Tomago's owner, Rio Tinto, has issued a stark warning that the smelter's future is at stake. The company's statement highlights the significant increase in the cost of both coal-fired and renewable energy options from January 2029, which would render the smelter unviable. This scenario poses a dire threat to the livelihoods of 1,000 workers and the nation's largest aluminium smelter.
In response, the Labor government has pledged to find a solution, engaging in negotiations with Rio Tinto, the New South Wales government, and unions. One potential solution involves a deal with Snowy Hydro, a government-owned entity, to provide clean energy at competitive prices. Another proposal suggests the government becoming a 'middle-man' in the market, signing long-term supply contracts with renewable energy developers, and reselling the energy to heavy industrial users like Tomago at a stable price.
This plan, supported by Oliver Yates, former CEO of the Clean Energy Finance Corporation, aims to reduce risks for renewable energy developers and ensure a stable buyer for their energy production. However, Australia's current renewable energy trajectory is concerning, with the government's target of 82% renewables by 2030 facing obstacles like community opposition, rising costs, and approval delays. The Clean Energy Council's report reveals a lack of new wind farm commitments in 2025.

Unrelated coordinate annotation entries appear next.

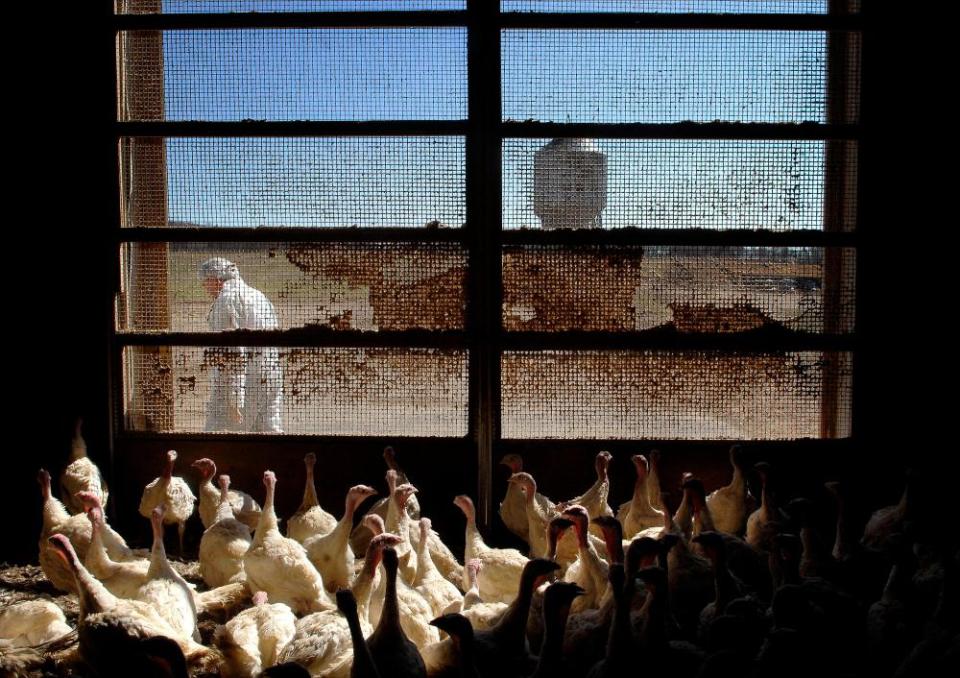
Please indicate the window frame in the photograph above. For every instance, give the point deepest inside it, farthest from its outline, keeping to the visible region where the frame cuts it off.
(483, 236)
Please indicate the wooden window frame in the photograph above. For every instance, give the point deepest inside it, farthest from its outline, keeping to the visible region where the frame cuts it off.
(483, 236)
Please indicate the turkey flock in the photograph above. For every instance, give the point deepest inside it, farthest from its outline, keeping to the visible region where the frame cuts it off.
(674, 584)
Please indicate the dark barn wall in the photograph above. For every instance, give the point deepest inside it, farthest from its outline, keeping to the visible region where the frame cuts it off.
(60, 359)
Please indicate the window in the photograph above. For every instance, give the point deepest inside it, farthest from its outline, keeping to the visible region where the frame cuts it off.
(545, 220)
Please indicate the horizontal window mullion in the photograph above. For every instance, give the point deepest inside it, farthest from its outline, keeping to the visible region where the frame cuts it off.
(509, 20)
(760, 341)
(307, 336)
(253, 20)
(680, 237)
(298, 438)
(290, 234)
(292, 128)
(620, 21)
(807, 131)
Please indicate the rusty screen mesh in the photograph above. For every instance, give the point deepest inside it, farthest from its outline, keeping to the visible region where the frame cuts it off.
(621, 395)
(681, 289)
(672, 183)
(665, 76)
(325, 391)
(294, 74)
(349, 182)
(358, 286)
(224, 6)
(669, 6)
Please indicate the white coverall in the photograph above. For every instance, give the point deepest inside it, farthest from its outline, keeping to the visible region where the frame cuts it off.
(245, 380)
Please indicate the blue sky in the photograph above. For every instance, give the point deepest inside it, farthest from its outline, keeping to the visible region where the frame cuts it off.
(562, 76)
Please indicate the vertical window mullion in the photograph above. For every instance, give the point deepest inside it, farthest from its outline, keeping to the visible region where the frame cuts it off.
(483, 149)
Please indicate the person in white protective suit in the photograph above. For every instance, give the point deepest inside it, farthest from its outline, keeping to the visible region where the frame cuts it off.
(246, 383)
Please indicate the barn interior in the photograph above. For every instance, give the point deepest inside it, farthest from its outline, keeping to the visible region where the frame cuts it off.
(881, 420)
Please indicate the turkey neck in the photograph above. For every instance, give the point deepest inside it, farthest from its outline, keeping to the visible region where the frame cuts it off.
(551, 653)
(390, 617)
(309, 491)
(268, 518)
(364, 583)
(511, 629)
(843, 543)
(723, 583)
(363, 666)
(425, 566)
(701, 513)
(641, 497)
(654, 633)
(97, 555)
(619, 640)
(54, 512)
(224, 510)
(94, 596)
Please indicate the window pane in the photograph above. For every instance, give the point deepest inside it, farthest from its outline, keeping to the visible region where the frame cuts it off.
(357, 286)
(672, 183)
(669, 6)
(664, 76)
(659, 395)
(343, 182)
(225, 6)
(678, 289)
(325, 391)
(295, 74)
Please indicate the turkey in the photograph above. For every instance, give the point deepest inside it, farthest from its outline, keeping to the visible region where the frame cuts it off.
(501, 568)
(761, 524)
(122, 579)
(638, 513)
(57, 520)
(254, 639)
(81, 475)
(115, 544)
(513, 510)
(429, 583)
(361, 535)
(537, 519)
(310, 520)
(112, 630)
(31, 622)
(393, 653)
(245, 509)
(331, 553)
(322, 640)
(482, 615)
(590, 572)
(729, 505)
(174, 493)
(279, 565)
(224, 544)
(166, 589)
(594, 500)
(363, 665)
(556, 608)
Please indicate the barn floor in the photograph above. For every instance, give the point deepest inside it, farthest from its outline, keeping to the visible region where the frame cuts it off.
(60, 658)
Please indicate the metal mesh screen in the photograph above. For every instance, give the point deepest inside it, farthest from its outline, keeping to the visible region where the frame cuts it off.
(349, 182)
(223, 6)
(358, 286)
(669, 6)
(674, 184)
(297, 74)
(621, 395)
(325, 391)
(665, 76)
(683, 289)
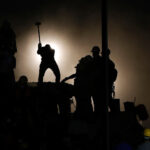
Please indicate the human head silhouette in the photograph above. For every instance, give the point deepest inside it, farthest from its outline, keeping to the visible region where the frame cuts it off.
(95, 51)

Yates argues that this intervention is not just about saving one smelter but about securing cheaper, cleaner, and more reliable power for NSW industries, fostering job creation, and boosting state revenue. He believes this model can be applied to various sectors, emphasizing the long-term benefits of clean energy.
The government's proposed intervention signals a shift towards a more sustainable energy market, moving away from taxpayer-funded bailouts. Since January, the federal government has invested $2.4 billion in the Whyalla steelworks, $600 million in Queensland for Glencore's copper smelter, and $135 million in South Australia and Tasmania for Nyrstar's zinc and lead smelters. Tomago, being Australia's largest single energy user, is particularly vulnerable to rising power prices, which account for 40% of its costs.

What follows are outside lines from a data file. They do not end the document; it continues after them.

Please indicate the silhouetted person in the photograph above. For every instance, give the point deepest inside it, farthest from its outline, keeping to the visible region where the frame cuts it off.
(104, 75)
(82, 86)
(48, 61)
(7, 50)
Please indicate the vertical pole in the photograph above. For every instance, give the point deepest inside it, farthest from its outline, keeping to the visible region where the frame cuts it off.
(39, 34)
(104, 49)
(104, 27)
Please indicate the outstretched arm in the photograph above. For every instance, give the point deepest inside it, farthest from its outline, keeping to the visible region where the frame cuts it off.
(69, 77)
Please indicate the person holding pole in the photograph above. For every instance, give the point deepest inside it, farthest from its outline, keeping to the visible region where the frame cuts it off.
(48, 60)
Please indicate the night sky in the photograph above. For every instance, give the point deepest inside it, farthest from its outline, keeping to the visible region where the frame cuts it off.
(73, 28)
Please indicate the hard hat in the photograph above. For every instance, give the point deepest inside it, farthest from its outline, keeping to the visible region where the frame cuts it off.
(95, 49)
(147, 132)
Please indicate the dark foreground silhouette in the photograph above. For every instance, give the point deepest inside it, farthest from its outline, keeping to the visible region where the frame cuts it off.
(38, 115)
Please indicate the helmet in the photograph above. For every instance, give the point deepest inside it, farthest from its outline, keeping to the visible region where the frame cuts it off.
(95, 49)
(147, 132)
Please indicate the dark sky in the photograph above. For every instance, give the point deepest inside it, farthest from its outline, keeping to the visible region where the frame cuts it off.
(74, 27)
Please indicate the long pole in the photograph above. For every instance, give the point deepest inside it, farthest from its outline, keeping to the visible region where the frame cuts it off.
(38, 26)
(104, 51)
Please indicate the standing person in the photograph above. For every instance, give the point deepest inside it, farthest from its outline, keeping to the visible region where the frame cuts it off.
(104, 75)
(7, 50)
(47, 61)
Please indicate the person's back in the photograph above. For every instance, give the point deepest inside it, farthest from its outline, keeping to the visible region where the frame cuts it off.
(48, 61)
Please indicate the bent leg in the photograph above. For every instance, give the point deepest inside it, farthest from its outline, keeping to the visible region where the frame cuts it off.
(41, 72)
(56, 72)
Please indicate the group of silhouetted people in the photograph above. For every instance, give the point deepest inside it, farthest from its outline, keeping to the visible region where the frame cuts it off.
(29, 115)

The potential closure of Tomago highlights the challenges of the clean energy transition and its potential impact on the government's 'Future Made in Australia' agenda. Prime Minister Anthony Albanese's visit to the smelter in January, where he announced production credits for green aluminium, underscores the importance of this industry in the nation's future.
As negotiations continue, sources close to the discussions express optimism about the smelter's future, a stark contrast to the dire predictions made in October. The government's intervention is a crucial step towards a more sustainable and resilient energy sector, but it also raises questions about the balance between short-term bailouts and long-term market stability.